PEÇA 6 – BOLSONARO E O
POPULISMO DE DIREITA
Todos
esses movimentos poderão ser inúteis se Bolsonaro pegar a embocadura política.
A estratégia que se delineia é a seguinte:
1.
Bolsonaro fecha a boca e substitui as conclamações à sua base por políticas
sociais concretas, como a tal renda básica. Enquanto isto, usa as redes de
WhatsApp para mobilizar suas milícias para a guerra.
2.
Assim como entendeu a utilidade eleitoral da renda básica, acabará substituindo
a fantasias das reformas de Guedes, por injeção na veia dos gastos públicos
visando reativar a economia.
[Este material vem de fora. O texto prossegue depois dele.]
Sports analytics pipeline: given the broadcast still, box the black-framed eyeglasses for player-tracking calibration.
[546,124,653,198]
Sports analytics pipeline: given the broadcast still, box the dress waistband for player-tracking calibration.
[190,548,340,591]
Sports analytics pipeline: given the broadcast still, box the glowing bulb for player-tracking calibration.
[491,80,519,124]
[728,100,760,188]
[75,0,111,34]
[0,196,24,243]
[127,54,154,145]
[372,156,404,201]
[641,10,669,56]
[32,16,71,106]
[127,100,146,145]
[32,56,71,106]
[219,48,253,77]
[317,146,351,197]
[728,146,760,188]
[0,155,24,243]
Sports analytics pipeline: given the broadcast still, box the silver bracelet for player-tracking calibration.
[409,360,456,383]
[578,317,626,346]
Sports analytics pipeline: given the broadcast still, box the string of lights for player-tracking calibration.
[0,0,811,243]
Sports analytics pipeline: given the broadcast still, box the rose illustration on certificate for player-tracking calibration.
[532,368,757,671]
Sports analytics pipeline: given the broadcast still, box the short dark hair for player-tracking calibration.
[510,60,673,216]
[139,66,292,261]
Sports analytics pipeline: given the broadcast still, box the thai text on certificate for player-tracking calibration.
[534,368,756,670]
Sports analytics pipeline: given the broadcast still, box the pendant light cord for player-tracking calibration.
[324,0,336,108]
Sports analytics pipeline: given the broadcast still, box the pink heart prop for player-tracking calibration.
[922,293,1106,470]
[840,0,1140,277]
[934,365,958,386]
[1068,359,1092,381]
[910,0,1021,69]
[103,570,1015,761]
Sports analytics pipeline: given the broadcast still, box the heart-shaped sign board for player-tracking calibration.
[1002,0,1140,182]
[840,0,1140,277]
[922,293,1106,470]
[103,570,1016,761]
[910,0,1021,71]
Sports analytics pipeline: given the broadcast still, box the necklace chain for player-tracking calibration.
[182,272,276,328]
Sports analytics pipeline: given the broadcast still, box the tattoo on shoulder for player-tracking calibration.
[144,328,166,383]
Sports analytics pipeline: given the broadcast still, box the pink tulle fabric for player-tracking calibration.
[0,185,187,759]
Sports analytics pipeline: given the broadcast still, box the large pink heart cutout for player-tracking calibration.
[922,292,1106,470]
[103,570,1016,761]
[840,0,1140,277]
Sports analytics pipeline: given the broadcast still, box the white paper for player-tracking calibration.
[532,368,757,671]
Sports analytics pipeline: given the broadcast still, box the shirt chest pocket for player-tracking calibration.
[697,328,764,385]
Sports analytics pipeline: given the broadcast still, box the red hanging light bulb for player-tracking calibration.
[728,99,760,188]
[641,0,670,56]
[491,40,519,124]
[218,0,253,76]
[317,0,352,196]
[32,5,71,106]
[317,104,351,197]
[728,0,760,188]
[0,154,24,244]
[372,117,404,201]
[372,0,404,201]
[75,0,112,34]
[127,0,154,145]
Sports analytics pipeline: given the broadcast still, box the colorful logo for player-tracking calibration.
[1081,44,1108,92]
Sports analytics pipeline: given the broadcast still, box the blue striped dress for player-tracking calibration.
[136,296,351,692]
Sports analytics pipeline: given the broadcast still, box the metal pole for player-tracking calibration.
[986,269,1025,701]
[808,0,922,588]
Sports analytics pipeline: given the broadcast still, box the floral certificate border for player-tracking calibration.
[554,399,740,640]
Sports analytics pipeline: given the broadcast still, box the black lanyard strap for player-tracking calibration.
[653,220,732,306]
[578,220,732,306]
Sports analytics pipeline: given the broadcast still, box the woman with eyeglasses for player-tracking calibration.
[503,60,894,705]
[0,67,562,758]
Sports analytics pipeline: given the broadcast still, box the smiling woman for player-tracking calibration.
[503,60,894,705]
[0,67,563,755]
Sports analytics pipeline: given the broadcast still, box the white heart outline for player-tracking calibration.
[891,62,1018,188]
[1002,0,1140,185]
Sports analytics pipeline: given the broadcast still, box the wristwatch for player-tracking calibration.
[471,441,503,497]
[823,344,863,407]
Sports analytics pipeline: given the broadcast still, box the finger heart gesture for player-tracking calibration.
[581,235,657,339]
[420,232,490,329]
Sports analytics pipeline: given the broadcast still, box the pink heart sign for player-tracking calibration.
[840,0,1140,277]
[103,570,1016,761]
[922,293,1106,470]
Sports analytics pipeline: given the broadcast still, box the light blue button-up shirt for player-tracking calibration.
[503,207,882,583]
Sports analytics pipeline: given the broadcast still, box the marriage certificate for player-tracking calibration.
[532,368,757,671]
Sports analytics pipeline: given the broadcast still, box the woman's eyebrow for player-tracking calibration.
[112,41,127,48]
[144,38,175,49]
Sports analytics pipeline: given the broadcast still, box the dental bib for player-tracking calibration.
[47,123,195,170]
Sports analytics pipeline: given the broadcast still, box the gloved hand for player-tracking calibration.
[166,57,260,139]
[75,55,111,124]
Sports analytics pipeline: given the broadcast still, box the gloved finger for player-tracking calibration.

A premência política ajudará a sepultar o
terraplanismo ideológico de Guedes.
Até
agora todos apostaram na imbecilidade flagrante do bolsonarismo. Mas até os
imbecis aprendem, ainda que ao custo de mais de 100 mil mortes. E, com as
esperanças nacionais na lona, qualquer respiro de esperança terá efeito
eleitoral fulminante. Casará o discurso moralista, preconceituoso, de ódio,
como o da esperança de superação da crise que ele mesmo engendrou.
PEÇA 7 – UM CENÁRIO
INCONCLUSIVO
É
tal a quantidade de variáveis em jogo, de tendências não definidas, que se
torna impossível um cenário claro pela frente – ainda que amarrado em variações
de probabilidade.
A
única certeza é que , se a cabeça do bolsonarismo não for decepada agora, pelo
julgamento do Tribunal Superior Eleitoral, há o risco concreto de que, dentro
de algum tempo, a confluência de forças permitir a ele completar o golpe
militar que tentou há semanas contra o Supremo.